Körle. Heckenschnitt ist wichtig, das wissen natürlich die Mitglieder des Nabu-Ortsvereins Körle. Aber es sei eine Frage des Wie, sagt Naturschützer Gottfried Maßmann und Vorstandsmitglied. Er kann über den Heckenschnitt in einigen Bereichen rund um das Dorf nur den Kopf schütteln.

Zum Beispiel an der Trockenen Mülmisch. Da wurden kürzlich Weiden, Weißdorn- und Holunderbüsche kahl rasiert. „Dabei kommt das Wort Hecke von hegen, beschützen“, ergänzt Hans Joachim Hühner, ebenfalls beim Nabu aktiv und sauer über den Heckenschnitt im Auftrag der Gemeinde.

Auch in der Verlängerung der Straße Am Stein hätten Hasen und Rehe ihren Zufluchtsort und Insekten und andere Tiere ihren Lebensraum verloren. Dort stand die Hainbuchen- und Holunderhecke unterhalb eines Ackers – jetzt stehen dort nur noch ein Baum und wenige Zweige. „Das ist ein Verbrechen an der Natur“, schimpft Hühner, „denn die Büsche haben dort niemanden gestört.“ 

Hecken müssen regelmäßig beschnitten werden. Egal, ob sie auf kommunalem oder privatem Grund stehen. Ansonsten drohen sie zu vergreisen: Sie produzieren dann weniger Laub und weniger Früchte und bieten somit weniger Tieren attraktiven Lebensraum. Es sei wichtig, so genannte Fenster aus den Hecken zu schneiden, also Abschnitte, die sich innerhalb von zehn, 15 Jahren wieder erneuern können.

Pflegeplan im Herbst

„Wir haben nach dem letzten Heckenschnitt Verbesserungsbedarf erkannt“, sagt Bürgermeister Mario Gerhold. Künftig werde es im Herbst einen Pflegeplan geben, in dem sich Landwirte und Naturschützer auf die zu schneidenden Bereiche festlegen – schriftlich. Bislang gab es diese Vereinbarungen nur mündlich. „Zuweilen gibt es auch eine Diskrepanz zwischen beiden Gruppen“, sagt Gerhold weiter, „wie viel Heckenschnitt sein muss.“ Klar ist für ihn: Es müsse sich auch lohnen, schließlich werde ein Lohnunternehmen für ein, zwei Tage beauftragt.

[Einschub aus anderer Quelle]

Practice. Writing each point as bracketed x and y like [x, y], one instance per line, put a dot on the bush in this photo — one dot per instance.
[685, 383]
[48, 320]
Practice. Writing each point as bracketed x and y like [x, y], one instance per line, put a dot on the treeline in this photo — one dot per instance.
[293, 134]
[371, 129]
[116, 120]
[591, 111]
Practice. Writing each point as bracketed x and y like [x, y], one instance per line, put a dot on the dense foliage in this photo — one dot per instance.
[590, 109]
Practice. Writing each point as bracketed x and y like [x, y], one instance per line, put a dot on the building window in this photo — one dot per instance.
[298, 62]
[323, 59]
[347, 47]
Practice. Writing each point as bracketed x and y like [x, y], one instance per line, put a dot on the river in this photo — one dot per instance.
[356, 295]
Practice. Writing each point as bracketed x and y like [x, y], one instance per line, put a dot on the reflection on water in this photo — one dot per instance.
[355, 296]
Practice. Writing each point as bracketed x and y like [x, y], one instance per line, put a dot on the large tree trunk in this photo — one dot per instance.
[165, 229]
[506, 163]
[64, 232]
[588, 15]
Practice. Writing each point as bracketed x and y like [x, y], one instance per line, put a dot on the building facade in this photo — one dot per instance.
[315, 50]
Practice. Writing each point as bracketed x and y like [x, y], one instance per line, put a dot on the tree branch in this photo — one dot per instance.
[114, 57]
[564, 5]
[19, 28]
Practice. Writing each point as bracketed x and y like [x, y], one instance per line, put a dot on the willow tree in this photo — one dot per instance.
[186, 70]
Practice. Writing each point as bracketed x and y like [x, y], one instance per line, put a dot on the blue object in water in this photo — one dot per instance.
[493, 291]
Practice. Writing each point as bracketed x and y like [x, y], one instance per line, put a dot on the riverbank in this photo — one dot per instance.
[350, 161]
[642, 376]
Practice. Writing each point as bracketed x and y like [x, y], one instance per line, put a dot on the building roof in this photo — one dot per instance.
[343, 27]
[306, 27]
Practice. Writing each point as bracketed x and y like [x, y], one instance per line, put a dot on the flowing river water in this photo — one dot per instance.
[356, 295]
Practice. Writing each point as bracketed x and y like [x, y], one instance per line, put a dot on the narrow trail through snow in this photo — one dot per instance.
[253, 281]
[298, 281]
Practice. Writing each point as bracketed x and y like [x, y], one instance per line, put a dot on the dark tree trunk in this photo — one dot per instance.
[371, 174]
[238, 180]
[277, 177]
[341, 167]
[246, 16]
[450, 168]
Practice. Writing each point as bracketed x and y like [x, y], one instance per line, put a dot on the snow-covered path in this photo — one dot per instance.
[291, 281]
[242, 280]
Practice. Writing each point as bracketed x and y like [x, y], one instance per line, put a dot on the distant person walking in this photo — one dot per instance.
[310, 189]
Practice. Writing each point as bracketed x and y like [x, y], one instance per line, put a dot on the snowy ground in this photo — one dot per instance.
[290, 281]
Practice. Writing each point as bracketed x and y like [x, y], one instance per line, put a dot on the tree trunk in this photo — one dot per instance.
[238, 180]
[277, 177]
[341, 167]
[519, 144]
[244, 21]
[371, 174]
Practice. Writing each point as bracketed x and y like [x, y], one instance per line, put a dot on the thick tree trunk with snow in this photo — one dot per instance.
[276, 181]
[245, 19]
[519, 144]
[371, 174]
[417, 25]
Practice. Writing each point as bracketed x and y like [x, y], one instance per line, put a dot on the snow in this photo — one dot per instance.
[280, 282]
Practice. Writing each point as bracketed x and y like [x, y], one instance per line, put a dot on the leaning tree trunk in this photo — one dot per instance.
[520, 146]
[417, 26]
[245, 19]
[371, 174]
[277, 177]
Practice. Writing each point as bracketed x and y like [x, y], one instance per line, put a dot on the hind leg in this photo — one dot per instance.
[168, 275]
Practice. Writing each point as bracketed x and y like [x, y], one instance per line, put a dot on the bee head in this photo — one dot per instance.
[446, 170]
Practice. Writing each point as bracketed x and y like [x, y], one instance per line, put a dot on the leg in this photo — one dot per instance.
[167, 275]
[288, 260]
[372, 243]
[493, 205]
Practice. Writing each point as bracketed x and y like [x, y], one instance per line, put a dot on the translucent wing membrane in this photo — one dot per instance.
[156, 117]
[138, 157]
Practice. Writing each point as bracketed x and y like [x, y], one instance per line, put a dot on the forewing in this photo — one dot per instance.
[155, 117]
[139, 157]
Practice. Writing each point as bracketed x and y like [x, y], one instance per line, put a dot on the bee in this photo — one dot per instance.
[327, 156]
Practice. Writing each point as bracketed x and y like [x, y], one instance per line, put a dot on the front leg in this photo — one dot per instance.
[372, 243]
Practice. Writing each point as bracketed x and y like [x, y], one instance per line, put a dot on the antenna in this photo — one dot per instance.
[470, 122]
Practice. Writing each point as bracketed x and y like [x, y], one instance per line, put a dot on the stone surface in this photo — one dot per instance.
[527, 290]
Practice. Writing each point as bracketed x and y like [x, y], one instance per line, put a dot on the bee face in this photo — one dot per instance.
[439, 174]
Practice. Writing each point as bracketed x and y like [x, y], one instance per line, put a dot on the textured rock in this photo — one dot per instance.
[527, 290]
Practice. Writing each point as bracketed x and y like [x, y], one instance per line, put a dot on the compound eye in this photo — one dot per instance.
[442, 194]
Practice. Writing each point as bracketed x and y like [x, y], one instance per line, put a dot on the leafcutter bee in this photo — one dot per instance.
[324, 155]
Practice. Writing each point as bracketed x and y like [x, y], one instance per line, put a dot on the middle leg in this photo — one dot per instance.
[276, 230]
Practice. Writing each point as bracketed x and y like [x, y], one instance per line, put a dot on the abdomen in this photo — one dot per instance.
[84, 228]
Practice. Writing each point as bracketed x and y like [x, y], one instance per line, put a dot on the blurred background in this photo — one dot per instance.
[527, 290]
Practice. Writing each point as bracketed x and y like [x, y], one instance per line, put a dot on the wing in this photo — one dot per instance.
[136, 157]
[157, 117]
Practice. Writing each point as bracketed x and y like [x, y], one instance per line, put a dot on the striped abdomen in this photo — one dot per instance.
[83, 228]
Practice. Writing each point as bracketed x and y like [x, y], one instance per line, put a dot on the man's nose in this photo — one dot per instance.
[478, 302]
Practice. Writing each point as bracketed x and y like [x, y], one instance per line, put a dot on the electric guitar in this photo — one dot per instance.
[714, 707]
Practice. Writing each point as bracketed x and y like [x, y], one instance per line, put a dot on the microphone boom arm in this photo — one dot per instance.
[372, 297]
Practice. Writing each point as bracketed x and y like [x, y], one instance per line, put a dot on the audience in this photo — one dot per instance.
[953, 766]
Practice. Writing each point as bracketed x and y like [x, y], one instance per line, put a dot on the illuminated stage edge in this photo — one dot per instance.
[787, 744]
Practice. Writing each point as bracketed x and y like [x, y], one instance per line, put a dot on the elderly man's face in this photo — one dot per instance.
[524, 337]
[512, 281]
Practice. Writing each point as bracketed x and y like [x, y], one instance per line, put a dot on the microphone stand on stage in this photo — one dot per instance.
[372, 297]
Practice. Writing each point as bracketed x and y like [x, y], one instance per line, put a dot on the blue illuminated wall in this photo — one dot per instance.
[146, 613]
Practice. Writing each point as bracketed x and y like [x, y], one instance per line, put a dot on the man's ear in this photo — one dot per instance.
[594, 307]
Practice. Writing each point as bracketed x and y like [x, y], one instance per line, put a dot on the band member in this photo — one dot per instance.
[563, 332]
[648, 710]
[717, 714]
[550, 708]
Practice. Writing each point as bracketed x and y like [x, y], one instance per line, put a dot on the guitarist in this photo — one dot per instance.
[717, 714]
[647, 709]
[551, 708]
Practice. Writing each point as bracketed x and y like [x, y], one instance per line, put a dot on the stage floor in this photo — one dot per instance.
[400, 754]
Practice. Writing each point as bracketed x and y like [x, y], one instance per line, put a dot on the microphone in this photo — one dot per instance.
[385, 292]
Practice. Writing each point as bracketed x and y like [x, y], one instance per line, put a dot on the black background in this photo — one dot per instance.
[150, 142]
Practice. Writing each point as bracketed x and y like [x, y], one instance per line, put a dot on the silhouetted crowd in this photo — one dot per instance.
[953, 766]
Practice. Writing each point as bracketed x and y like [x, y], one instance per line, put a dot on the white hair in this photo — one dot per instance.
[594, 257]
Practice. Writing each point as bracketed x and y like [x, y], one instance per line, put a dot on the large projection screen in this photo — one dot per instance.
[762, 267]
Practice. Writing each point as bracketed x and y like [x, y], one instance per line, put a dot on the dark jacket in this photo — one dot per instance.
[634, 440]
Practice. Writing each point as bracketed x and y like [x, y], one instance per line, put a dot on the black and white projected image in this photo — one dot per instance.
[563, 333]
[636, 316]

Fakt ist aber auch, dass manche Hecken rund um Körle nicht gepflegt beschnitten, sondern willkürlich zerrupft aussehen, etwa unterhalb der Straße Am Roth. Ein Vorteil des Heckenschnitts liegt für Bürgermeister Gerhold auch darin, die Gräben freizuhalten. Bei einem Starkregen könnten zugewachsene Gräben Schäden verursachen.